This cameo exhibition is drawn from a larger show – Marking Time. It brings together a selection of work by six embroidered textile artists and by their mentor Jean Littlejohn.

Each artist takes part in group discussions and tutorials which helps each of them, and each other, on their artistic journeys.

The result is a series of highly individual and exquisitely executed pieces, and an exhibition with an overarching synergy.

In Scarlet Crossing Jean Littlejohn creates a large wall hanging, in dark colours, striated by horizontal pathways and crossings comprised of lace-like strips, across which run flashes of red, becoming bolder and more prominent at the right-hand edge of the piece.

And deep into the fabric is woven a repetition of the words silk, satin, muslin, rags, echoes of the generations of people who have used the childish rhyme to try to predict future fortunes.

Cabinet Series, by Deb Jackson, is composed of six formal little pieces that explore corsets, shawls, shoes and children’s dresses.

All are executed in pale creams, each contained in its own frame.

In one, dissolving fragments of net form one panel of a long-lost corset, delicate lines of chain stitch just hold the whole thing together.

In another, barely visible, intricate beaded insects sit atop a calico-coloured base that has been finely stitched and re-stitched, as if to capture both histories and memories.

Jessica Abraham’s Facades IX-XI (pictured) is beautiful to look at.

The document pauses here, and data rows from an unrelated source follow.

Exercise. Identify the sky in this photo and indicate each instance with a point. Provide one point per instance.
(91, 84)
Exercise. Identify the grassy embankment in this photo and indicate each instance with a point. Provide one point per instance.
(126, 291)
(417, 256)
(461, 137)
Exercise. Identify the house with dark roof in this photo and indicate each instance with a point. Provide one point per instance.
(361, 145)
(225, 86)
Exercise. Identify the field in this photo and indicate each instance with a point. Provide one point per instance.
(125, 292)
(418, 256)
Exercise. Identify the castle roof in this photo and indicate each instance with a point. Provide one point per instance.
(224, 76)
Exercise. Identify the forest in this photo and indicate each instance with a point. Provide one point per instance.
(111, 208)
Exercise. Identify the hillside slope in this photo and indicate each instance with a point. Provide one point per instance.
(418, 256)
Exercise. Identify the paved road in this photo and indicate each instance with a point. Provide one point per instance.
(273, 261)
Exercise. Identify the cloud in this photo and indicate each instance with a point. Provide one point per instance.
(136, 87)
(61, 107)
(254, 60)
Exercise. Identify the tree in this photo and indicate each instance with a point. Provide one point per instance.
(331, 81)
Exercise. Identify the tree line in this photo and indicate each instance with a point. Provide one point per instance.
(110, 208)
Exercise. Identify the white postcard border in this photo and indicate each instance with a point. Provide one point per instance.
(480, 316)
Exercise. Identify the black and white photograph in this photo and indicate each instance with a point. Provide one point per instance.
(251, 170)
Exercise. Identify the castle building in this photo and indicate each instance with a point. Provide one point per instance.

It is formed of three slim rectangular fabric panels, printed with images of apartment blocks some clearly derelict, others inhabited, in dark charcoal and chalky grey.

This urban backdrop is then overlaid with lines of smudgy graffiti that partly conceal the buildings, their state and identity, as the words rap out their own message.

Also on show are Diane Carrington’s fine 3-D forms, which use Gothic inspired Acanthus flowers and leaves to create substantial and temptingly tactile images, and Jackie Shail’s Blue Pool Yellow Stone 1, where the depth of the piece and the stunning blues, turquoises and golds used, explore the interplay between rocks and water and the impact each has on the other.

The exhibition is in The Gallery at The Theatre, Chipping Norton, and is open when The Theatre is and continues until Friday, February 20.